Benda asing mati di hidung cenderung menyebabkan edema dan inflamasi
mukosa hidung, dapat terjadi ulserasi, epistaksis , jaringan granulasi dan dapat berlanjut
menjadi sinusitis. Benda asing hidup menyebabkan reaksi inflamasi dengan derajat
bervariasi dari infeksi lokal sampai destruksi masif tulang rawan dan tulang hidung
dengan membentuk daerah supurasi yang dalam dan berbau.
Gejala sumbatan benda asing di saluran nafas tergantung pada lokasi benda
asing, derajat sumbatan, bentuk dan ukuran benda asing. benda asing yang masuk
melalui hidung dapat tersangkut di hidung, nasofaring, laring, trakea, dan bronkus.
Seseorang yang mengalami aspirasi benda asing akan mengalami 3 stadium:
1. Stadium pertama : gejala permulaan yaitu batuk-batuk hebat secara tiba-
tiba, rasa tercekik, rasa tersumbat ditenggorokan, bicara gagap dan obstruksi jalan
nafas.
2. Stadium kedua : gejala stadium permulaan diikuti oleh interval
asimtomatik hal ini terjadi karena benda asing tersangkut, reflek-reflek akan melemah
dan gejala rangsangan akut menghilang. Stadium ini berbahaya sering menyebabkan
keterlambatan diagnosis dan cenderung mengabaikan kemungkinan aspirasi benda
asing karena gejala dan tanda tidak jelas.
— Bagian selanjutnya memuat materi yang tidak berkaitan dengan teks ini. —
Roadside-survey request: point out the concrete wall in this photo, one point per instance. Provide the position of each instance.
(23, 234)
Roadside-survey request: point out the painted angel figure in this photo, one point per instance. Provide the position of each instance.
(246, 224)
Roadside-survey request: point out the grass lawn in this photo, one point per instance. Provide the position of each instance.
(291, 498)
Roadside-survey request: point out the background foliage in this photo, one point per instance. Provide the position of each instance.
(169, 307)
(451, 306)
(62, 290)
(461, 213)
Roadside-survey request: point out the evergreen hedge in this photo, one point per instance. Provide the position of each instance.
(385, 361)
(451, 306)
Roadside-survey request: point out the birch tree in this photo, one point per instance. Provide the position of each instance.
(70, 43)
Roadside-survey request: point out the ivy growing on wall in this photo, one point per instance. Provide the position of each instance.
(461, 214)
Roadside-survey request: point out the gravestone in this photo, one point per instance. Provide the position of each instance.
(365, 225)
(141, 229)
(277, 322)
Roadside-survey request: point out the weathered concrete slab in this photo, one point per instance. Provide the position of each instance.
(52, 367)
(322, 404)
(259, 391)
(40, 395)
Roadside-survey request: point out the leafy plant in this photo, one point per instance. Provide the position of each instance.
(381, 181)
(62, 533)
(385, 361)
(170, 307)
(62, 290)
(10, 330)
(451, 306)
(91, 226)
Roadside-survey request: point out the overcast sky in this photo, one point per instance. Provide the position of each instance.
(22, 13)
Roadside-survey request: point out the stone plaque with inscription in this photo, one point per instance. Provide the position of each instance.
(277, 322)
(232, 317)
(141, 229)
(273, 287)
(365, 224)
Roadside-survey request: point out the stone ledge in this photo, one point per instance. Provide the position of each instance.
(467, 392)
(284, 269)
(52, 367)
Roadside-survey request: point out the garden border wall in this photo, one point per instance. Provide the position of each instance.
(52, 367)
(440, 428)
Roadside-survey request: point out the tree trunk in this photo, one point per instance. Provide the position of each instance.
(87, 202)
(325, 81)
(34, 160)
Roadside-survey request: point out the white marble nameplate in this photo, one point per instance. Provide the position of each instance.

3. Stadium ketiga : telah terjadi gejala komplikasi dengan obstruksi, erosi
atau infeksi sebagai akibat reaksi terhadap benda asing sehingga timbul batuk-batuk,
himoptisis, pneumonia, dan abses paru.
a. Benda asing di hidung
Pada anak sering luput dari perhatian orangtua karena tidak ada gejala dan
bertahan dalam waktu yang lama. Dapat timbul rinolith disekitar benda asing.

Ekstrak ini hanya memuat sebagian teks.